The sheriff certainly has no right to give his son favored-nation status over the rest of the legitimate media that covers this region. The fact that Ryan Lorey can create a so-called "news" site and print himself a press pass, isn't that big of a deal, as pretty much anyone with a Facebook or Wordpress account and a color printer can slap the word "news" on it and pass themselves off as a journalist. It doesn't necessarily make it so, but whatever. We've dealt with similar individuals like this before, and we'll probably have to deal with it again.
The problem is Ryan Lorey wearing shirts bearing the word "press" on them next to the official logo of the Fulton County Sheriff's Office. For starters, there is no record of any "press" position being officially created for the department, and by wearing that insignia, the younger Lorey is passing himself off as a member of a law enforcement agency. That sounds like impersonating a police officer to me, which in fact is a crime.

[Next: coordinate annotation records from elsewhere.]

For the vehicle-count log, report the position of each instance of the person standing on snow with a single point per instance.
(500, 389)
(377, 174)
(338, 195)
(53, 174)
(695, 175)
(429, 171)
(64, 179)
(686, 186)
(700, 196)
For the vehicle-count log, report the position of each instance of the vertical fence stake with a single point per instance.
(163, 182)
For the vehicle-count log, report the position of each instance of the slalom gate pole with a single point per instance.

Folks in Montgomery County may remember the younger Lorey as the deputy who had a troubled stint with the Montgomery County Sheriff's Department and was later fired from the St. Johnsville Police Department for several documented behavioral problems. His father then tried to get the Fulton County Board of Supervisors to waive a so-called "nepotism" clause that prevents department heads from hiring family members so he could get his son a job at the county sheriff's department.
Apparently, that "nepotism" doesn't extend to courtesies offered to media outlets trying to cover major news events. Just because the two share the same DNA and just because his son wants to play journalist this week doesn't give Sheriff Lorey any right to give Ryan Lorey special privileges not afforded to other media outlets. The crash site is on private property, so there are two options when it comes to reporter access: either everyone gets in, or no one gets in.
The result is bad blood between the sheriff's department and the local media. And more importantly -- bruised egos and snarky feelings aside -- the folks who really lose in this case are members of the public who need to have faith that their sheriff's department is adequately investigating whatever incident it responds to and who rely on local media outlets -- whether it's print, radio, television or online -- for accurate and complete information.
The sheriff has a responsibility to put an end to this nonsense once and for all. If he doesn't, then it's time for him to either step down from office or get voted out of his job.